A good applicant will not wait three days to be told yes. At this lender, that wait was built into the process. Applications moved through manual hand-offs and paper-based underwriting, sitting in one queue after another while staff keyed in data, chased documents, and applied policy by hand. Decisions took days, the cost to process each one was high, and many qualified applicants simply gave up before an answer ever came.

The rules the underwriters applied were, for the most part, consistent and knowable. The bottleneck wasn’t judgment, it was the manual machinery wrapped around it.

The challenge

Could the lender decision the vast majority of applications automatically, in minutes instead of days, at a fraction of the cost, while still routing the genuinely ambiguous cases to a human underwriter with full context?

The approach

We built an origination platform that runs the whole flow: it captures the application, verifies identity and data against the right sources, and applies the underwriting rules automatically. Clean applications are decisioned in under two minutes; only the real edge cases reach an underwriter, and they arrive fully packaged.

01
Automated intake & verification
Applications are captured once and verified against the right data sources automatically, eliminating the re-keying and document chasing that ate the most time.
02
A transparent decisioning engine
The lender’s underwriting policy runs as explicit, auditable rules, so most applications get a consistent decision in minutes, every one explainable.
03
Edge cases to a human, packaged
Ambiguous applications route to an underwriter with the full file and the reasons assembled, so the human spends time judging, not gathering.
04
End-to-end workflow
From submission to verification, decision, and funding, the whole pipeline is tracked in one platform, so nothing stalls in an invisible queue.

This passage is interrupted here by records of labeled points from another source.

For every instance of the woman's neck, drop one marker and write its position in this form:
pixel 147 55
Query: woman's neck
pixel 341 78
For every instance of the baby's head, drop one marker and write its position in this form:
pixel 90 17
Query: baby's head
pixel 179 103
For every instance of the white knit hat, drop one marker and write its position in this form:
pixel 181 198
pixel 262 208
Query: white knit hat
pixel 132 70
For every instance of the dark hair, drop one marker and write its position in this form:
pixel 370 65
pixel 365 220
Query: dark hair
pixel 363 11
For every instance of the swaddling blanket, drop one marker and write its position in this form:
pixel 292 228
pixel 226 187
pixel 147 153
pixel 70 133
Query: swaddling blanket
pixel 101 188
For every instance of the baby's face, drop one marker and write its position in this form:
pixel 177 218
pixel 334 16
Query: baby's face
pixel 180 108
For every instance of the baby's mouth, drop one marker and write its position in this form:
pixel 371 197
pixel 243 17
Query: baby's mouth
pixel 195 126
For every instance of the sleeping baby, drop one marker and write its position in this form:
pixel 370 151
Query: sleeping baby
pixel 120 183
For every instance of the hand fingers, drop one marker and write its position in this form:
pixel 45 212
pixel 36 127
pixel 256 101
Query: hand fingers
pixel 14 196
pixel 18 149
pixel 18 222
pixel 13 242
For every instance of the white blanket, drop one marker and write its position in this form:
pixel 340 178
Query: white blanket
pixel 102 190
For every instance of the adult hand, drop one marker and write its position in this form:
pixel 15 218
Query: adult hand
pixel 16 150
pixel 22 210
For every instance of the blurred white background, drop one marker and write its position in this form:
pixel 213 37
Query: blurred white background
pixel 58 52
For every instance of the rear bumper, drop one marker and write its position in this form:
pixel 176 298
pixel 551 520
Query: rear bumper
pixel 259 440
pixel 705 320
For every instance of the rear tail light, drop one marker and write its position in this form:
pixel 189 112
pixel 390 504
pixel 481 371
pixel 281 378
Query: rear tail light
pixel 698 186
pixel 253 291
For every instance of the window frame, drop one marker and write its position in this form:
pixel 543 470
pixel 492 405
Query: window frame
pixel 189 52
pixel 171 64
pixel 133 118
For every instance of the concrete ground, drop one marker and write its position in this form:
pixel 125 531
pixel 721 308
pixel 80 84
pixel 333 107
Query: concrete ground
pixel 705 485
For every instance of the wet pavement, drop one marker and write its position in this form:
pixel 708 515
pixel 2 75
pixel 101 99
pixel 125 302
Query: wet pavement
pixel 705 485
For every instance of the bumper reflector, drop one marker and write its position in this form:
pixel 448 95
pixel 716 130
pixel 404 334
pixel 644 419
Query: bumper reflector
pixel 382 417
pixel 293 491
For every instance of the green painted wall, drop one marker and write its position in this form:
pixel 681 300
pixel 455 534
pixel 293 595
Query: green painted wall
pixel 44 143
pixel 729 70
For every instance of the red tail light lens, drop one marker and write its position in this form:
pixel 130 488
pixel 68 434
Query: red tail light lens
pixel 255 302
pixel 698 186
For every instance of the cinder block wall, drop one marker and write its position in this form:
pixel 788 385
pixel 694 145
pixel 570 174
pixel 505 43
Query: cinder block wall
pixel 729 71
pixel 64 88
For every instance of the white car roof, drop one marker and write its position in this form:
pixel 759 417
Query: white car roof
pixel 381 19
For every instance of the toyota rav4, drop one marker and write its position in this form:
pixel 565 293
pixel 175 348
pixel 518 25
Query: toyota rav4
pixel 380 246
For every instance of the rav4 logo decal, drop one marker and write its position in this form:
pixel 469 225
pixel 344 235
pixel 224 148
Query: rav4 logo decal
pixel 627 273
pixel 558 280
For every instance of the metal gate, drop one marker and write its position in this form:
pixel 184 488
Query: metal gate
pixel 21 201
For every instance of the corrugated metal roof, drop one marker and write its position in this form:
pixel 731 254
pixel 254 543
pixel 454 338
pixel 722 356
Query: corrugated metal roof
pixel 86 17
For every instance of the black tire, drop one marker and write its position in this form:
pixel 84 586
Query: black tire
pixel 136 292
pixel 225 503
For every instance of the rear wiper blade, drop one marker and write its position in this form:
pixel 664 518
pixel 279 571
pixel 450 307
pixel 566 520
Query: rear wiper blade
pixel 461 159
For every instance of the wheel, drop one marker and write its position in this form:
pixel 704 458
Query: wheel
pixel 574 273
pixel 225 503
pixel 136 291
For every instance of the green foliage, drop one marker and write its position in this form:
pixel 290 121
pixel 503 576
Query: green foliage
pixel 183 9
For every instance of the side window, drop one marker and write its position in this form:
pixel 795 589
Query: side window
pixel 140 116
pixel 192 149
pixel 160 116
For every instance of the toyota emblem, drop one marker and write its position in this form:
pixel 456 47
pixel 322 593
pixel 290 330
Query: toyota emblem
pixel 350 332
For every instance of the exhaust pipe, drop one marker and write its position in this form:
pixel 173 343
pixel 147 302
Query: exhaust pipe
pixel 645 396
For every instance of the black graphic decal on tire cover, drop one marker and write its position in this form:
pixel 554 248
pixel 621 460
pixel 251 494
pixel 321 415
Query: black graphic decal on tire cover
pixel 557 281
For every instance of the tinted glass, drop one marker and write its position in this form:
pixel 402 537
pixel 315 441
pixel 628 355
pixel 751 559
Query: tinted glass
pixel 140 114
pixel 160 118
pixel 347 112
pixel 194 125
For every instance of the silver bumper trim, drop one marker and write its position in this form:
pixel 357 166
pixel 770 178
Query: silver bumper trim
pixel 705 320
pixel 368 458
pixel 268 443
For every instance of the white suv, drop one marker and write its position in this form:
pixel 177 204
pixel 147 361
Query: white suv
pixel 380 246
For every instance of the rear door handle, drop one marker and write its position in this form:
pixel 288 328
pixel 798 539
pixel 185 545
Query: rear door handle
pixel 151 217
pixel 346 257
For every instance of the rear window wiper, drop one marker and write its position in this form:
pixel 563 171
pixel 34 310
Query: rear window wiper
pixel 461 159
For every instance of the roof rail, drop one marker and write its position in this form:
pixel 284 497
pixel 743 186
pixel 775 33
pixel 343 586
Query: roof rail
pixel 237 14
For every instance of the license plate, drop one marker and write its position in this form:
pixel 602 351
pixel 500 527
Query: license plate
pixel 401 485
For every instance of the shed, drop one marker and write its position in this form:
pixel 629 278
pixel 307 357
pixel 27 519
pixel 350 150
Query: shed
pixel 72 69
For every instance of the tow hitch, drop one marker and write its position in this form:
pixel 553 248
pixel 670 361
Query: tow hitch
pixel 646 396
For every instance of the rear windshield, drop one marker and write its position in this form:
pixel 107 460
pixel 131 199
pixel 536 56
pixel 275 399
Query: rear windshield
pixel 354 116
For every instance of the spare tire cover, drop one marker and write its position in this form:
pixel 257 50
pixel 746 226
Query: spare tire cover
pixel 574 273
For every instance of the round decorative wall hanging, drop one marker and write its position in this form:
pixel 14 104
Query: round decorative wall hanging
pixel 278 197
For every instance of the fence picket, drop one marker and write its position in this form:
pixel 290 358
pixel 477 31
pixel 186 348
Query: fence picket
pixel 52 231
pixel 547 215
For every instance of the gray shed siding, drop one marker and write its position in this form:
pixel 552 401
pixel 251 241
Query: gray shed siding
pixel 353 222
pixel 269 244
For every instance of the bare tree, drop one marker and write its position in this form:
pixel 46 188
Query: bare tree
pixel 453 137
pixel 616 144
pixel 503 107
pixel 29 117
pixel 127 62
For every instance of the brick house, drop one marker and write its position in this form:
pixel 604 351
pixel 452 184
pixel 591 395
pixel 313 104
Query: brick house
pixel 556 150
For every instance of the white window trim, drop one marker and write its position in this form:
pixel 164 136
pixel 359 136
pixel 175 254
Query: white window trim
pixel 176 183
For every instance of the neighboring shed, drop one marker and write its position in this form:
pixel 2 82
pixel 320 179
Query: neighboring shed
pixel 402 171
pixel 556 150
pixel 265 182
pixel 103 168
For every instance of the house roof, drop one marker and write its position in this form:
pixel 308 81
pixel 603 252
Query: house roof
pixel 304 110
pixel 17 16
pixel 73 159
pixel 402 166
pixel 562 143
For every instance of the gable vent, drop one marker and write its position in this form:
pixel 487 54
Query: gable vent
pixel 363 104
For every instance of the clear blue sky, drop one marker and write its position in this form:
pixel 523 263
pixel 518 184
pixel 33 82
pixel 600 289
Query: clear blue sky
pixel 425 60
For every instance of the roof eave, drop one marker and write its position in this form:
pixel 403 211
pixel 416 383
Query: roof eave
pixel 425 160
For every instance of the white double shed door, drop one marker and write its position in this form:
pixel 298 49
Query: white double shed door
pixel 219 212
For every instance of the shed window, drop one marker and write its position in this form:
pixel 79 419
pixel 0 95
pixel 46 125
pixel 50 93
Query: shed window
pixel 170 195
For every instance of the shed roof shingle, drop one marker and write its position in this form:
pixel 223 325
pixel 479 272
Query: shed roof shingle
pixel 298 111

Automate the rules, escalate the judgment. The underwriter’s time goes to the cases that actually need a human.

The outcome

The platform now decisions most applications automatically in under two minutes, cuts the cost to process each one nearly in half, and keeps far more qualified applicants from dropping out to delay. Underwriters spend their time on the cases that genuinely need it, with the full context in front of them.

Speed and discipline used to trade off. Now the platform delivers both.

The decisioning layer is built to evolve: new policies, data sources, or risk models plug into the same pipeline, and the groundwork is laid for AI-assisted underwriting on the edge cases that still reach a human today.